In the early 1920s, the Vienna Court Opera tried to entice the famous opera singer Menzinsky to join them. However, because the Cologne Opera had, at the time, extended his contract one more time, Menzinsky did not accept the offer.


Why Does Ukraine Consider Modest Menzinsky to be One of Their Classical Opera Singers?

Concert Dedicated to Famous Opera Singer Modest Menzinsky
Concert Dedicated to Famous Opera Singer Modest Menzinsky

Modest Menzinsky was born on the territory of present-day Ukraine into a family of religious and cultural leaders. He grew up speaking, writing, reading and singing in Ukrainian. Like many of his compatriots, Menzinsky also became fluent in Polish and German, eventually adding Swedish to his linguistic repertoire.

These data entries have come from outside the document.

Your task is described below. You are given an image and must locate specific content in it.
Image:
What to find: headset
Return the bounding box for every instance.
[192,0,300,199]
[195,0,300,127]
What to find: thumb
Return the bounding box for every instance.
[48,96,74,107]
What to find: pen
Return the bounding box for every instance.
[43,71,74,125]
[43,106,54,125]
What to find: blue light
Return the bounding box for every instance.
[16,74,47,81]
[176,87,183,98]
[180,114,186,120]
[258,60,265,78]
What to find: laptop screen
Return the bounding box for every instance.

Modest Menzinsky was the first singer to introduce the music of Mykola Lysenko (1842 – 1912), considered to be the father of Ukrainian classical music, to Western Europe. Menzinsky maintained a professional relationship with Lysenko and corresponded with him on a regular basis.

As a famous male opera singer, Modest Menzinsky sang concert tours in the Galicia (Halychyna) region of Ukraine in 1912, 1924, 1925, when he was a resident soloist with the Cologne ( Köln ) Opera. In 1928, after his retirement from the opera stage, he gave a final concert tour in Western Ukraine.

Today, after many years of a Soviet totalitarian regime, the people of Ukraine are rediscovering their cultural roots. This includes researching classical traditions that were denied for a long time and honouring famous opera singers of the past.

Among the old male singers, Modest Menzinsky was remembered in a concert to commemorate the 120th anniversary of his birth at the Lviv Opera House in Lviv, Ukraine. Family from Australia, Canada, Sweden and Ukraine gathered on May 5, 1995 to honour one of their own. The evening concert for the famous male opera singer Modest Menzinsky was under the musical direction of Maestro Myron Yusypovych.